I lay on my side in a tiny room, supported above a bare stone floor by a rough, sturdy bed that was far too small for me. I was buried deep beneath a layer of blankets, knees half drawn up to my chest and enveloped as in swaddling clothes. Every inch of my body ached as if I’d been overexerting myself for days, but the pain was comforting because it meant I was no longer dreaming. My vision cleared, revealing I was alone save for the grey-haired sage who had become the dark wizard of my nightmare, for such it had obviously been; as I’ve mentioned, the only dreams I remember are my nightmares. My mind followed my vision, clearing rapidly, and panic rose in my breast once more as the elements of the nightmare returned.

A firm hand pushed me back against the pillows, and I realized I’d tried to sit up. Orgrim appraised me for a moment, guardedly, then relaxed and let that familiar warmth return to his face. “Welcome back, Morley. You’ll be glad to know that the transformation worked.”

“Worked?” My voice sounded odd, somehow fuller and deeper than I remembered.

“Yes. You are a man as normal as any other, as you desired.” Stiffly, the old man rose from the stool he’d occupied and limped across the room to where a mirror leaned, face to the wall. Holding the frame close against his body, fingers clasping its carved edges, Orgrim returned to sit by my side, then turned the mirror towards me. “See?”

Someone calm but weary stared back, handsome, intelligent, but wearing a shocked look and dark bruises beneath his eyes. It was a stranger, familiar only in the eyes that greeted me every other time I’d looked in a mirror. My mirror, though somehow smaller than it had been before! In wonder, I lifted a hand to “my” face, wincing at the pain such a simple motion evoked, seeing the stranger wince in time with the pain that surged in my abused muscles and bones. Long, graceful fingers stroked that face, even as I felt their caress. Awestricken, I lifted my gaze to Orgrim.

“Is this real? Is it forever?”

“Aye, it is both.” The kindly face creased in a grin as tears sprang up in my eyes, tears of joy and gratitude. Even though a part of me struggled to reconcile the gentle smile with the masterful stranger of my nightmare, I felt elation surge in my breast and used that energy to clamp down on my tears. Tears, as I’ve already mentioned, can be dangerous for one such as I, for they wash away the self-discipline that protects me.
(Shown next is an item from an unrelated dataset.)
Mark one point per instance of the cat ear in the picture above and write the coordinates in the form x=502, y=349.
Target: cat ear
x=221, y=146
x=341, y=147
I dabbed at my eyes, hurting myself momentarily before my new hands responded to my urging and applied proper pressure. I looked once more at the mirror, just as my benefactor moved to take it away. The mirror tilted away from me, and I caught a glimpse of something disturbing before Orgrim’s words recaptured my attention.

“... of course you’ll be weak for several days yet. What we did to your body was not gentle. Sleep now, and when you have recovered enough, we shall discuss what I will require of you.”

There was something in his voice that compelled, some part of me that answered, and I felt a wave of weariness sweep over me. I sank back into the sheets, wondering as I did whether I’d imagined that Orgrim’s reflection had been absent from the mirror.